Bringing Green, Modular, and Historical Together
Building a better house was always their goal: “We wanted to start by figuring out how to design a more efficient house, then form a company to sell it,” said Jupiter. The company has branded its product as a New Old Green Modular (NOGM) home, since it specializes in historically inspired designs with modern, green amenities. All NOGM homes meet LEED for Homes standards, and owners can choose whether to pursue certification in either program. The company’s homes are less expensive than many green modulars: between $105/ft2 and $185/ft2 ($1,100/m2 to $2,000/m2) including the foundation (but excluding design, land, site, and finishing costs, which can bring the total over $200/ft2 or $2,100/m2).

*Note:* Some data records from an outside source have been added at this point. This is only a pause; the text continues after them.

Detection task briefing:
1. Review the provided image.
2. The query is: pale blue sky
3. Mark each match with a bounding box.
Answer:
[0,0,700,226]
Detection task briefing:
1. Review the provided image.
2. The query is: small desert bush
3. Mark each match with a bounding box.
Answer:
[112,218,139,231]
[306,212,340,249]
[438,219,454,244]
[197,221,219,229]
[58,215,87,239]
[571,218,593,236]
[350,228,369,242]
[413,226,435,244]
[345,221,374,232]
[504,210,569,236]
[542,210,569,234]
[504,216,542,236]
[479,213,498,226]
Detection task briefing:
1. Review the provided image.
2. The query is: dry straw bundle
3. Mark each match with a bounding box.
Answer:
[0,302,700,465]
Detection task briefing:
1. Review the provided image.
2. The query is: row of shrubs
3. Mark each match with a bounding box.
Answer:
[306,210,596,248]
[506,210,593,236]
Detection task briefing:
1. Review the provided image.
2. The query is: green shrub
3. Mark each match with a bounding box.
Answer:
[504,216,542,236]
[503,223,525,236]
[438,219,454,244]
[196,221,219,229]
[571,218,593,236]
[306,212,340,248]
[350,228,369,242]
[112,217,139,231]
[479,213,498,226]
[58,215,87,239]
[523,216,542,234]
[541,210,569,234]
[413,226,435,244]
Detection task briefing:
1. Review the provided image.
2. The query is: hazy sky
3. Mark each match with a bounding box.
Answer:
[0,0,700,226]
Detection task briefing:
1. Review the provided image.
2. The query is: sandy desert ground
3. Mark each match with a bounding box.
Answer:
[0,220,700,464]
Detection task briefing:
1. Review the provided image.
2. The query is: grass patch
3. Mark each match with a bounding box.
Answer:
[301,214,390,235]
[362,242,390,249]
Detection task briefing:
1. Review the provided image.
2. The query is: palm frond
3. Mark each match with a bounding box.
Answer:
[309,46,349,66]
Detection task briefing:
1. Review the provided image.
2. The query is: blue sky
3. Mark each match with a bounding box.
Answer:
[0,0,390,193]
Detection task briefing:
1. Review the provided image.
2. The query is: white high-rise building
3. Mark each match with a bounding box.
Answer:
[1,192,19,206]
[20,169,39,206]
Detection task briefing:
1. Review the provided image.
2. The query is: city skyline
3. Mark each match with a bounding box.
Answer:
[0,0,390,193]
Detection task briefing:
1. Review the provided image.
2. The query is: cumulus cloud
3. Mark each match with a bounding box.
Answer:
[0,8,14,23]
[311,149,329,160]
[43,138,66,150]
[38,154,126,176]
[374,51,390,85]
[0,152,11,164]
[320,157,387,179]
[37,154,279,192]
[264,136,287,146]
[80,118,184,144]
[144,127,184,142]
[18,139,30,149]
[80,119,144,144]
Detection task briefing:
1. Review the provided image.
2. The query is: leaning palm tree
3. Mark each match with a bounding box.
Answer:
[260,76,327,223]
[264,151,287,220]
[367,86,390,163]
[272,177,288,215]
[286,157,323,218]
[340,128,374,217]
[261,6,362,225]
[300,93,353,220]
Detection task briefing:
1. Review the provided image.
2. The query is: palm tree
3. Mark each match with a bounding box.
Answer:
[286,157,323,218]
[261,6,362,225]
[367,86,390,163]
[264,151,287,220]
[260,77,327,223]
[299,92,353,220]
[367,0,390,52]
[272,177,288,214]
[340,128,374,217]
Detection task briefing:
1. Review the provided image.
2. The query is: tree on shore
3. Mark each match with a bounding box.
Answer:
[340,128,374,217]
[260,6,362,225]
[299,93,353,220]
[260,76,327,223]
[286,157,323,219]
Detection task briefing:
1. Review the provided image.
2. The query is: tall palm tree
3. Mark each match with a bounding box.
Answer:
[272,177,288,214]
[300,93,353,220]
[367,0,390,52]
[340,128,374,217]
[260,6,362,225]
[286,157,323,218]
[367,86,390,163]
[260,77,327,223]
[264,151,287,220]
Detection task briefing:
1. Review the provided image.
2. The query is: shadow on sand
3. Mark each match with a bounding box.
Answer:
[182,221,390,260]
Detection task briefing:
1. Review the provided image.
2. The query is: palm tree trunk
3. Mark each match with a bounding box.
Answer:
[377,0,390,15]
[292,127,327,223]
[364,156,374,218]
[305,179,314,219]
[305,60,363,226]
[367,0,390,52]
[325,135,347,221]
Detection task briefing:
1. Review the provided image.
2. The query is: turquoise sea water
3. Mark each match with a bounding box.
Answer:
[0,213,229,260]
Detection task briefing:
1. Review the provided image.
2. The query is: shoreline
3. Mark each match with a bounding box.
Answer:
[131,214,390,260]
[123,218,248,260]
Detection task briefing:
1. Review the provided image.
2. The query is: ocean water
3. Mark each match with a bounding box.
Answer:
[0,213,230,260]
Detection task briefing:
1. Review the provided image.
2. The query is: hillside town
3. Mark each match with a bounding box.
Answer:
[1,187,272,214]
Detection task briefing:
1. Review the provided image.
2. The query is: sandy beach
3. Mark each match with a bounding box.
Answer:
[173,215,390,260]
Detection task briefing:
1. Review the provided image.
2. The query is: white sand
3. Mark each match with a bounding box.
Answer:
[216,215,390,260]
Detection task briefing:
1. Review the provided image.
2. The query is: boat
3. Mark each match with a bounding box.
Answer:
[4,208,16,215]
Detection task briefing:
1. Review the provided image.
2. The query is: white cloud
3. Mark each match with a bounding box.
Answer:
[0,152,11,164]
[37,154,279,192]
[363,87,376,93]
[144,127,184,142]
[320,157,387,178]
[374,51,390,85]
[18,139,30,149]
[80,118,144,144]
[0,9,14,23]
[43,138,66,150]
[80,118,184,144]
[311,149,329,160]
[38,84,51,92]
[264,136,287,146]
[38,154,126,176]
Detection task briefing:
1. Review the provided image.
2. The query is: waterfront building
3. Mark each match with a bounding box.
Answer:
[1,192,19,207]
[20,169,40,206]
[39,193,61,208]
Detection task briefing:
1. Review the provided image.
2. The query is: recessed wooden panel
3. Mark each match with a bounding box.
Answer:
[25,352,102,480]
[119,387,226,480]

Unlike many modular companies, New World Home does not own a factory. Instead, the company works with existing manufacturers to build houses according to its specifications. According to construction director Howie Berman, finding manufacturers that can meet those specifications can be difficult, since the company’s homes use at least 50% less energy than those built to code and use green materials and techniques that may be unfamiliar. “It’s hard to teach an old dog new tricks,” he said. But manufacturers are coming around. “We do the research for them—all they have to do is build to our specs,” Berman noted, and that makes it easier for manufacturers to pursue green building.